You'll Pay for the Most Expensive Aspirin

Everything in the emergency room is more expensive than somewhere else. The hospital must cover the overhead of the highly-trained personnel and the high-tech equipment. Our culture demands that ERs be prepared to handle almost any medical emergency. The cost of this expertise is added to every medication and procedure provided in the ER. The way the insurance companies reimburse for emergency services also affects the price. That's why you might pay $25 for an aspirin in the ER, says Healthcare Finance.

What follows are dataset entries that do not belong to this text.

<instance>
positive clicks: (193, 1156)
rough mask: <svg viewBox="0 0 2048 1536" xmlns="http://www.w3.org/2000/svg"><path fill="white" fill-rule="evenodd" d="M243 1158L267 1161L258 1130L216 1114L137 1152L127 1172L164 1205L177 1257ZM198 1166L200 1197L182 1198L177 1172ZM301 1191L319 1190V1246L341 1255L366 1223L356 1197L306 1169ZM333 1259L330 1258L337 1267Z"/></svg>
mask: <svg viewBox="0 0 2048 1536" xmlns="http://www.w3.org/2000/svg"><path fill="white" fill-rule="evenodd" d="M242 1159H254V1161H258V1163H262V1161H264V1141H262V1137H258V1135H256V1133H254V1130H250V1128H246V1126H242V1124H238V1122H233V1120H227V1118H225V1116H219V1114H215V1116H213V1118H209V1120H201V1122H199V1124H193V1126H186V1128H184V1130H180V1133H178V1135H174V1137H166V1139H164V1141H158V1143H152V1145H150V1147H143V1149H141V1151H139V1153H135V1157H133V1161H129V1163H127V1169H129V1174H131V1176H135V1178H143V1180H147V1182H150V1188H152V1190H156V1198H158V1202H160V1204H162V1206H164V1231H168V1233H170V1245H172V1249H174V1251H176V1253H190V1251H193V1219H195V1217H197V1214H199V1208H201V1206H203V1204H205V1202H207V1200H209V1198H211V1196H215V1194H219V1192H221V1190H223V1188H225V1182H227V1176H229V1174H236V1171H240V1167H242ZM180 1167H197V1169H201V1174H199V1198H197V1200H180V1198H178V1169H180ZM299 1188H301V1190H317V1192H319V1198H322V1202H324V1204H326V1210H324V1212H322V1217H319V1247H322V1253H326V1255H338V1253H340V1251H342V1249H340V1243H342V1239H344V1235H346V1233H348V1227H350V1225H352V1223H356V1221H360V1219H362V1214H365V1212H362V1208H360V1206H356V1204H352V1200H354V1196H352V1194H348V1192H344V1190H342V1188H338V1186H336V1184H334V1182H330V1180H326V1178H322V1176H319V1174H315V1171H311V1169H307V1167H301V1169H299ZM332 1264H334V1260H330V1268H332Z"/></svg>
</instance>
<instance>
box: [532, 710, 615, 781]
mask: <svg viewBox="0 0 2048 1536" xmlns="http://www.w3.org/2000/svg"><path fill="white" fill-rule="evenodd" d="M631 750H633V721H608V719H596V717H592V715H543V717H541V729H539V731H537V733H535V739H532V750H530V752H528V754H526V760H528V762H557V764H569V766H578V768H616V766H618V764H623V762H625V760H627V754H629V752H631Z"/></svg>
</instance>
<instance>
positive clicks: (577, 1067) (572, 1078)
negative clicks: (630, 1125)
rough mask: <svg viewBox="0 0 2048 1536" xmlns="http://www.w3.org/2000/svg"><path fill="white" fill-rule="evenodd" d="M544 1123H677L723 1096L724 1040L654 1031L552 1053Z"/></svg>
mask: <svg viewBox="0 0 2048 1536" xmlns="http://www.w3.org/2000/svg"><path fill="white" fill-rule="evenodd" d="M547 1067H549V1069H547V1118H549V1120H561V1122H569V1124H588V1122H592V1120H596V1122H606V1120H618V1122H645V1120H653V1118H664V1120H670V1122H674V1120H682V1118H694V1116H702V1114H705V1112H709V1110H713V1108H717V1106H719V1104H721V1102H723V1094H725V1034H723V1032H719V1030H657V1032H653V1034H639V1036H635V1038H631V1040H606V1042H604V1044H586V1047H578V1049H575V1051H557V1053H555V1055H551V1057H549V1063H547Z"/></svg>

Your ER Visit May Not Cure You, Anyway

The function of an emergency room is not to cure a disease or repair an injury. It is to get a patient to a point where they are stabile enough to pass on to other doctors for further testing, diagnosis and treatment. For example, if your headache is due to your blood pressure being high because of weight, stress and diet, you may get a pain pill from the ER and be told to get in touch with your regular doctor for a hypertension screening.

Consider carefully whether you should make that trip to the emergency room or wait until your doctor can see you. There are times when an emergency room visit is an absolute necessary. But if you can wait, save yourself the money and the stress and wait until your family doctor is available.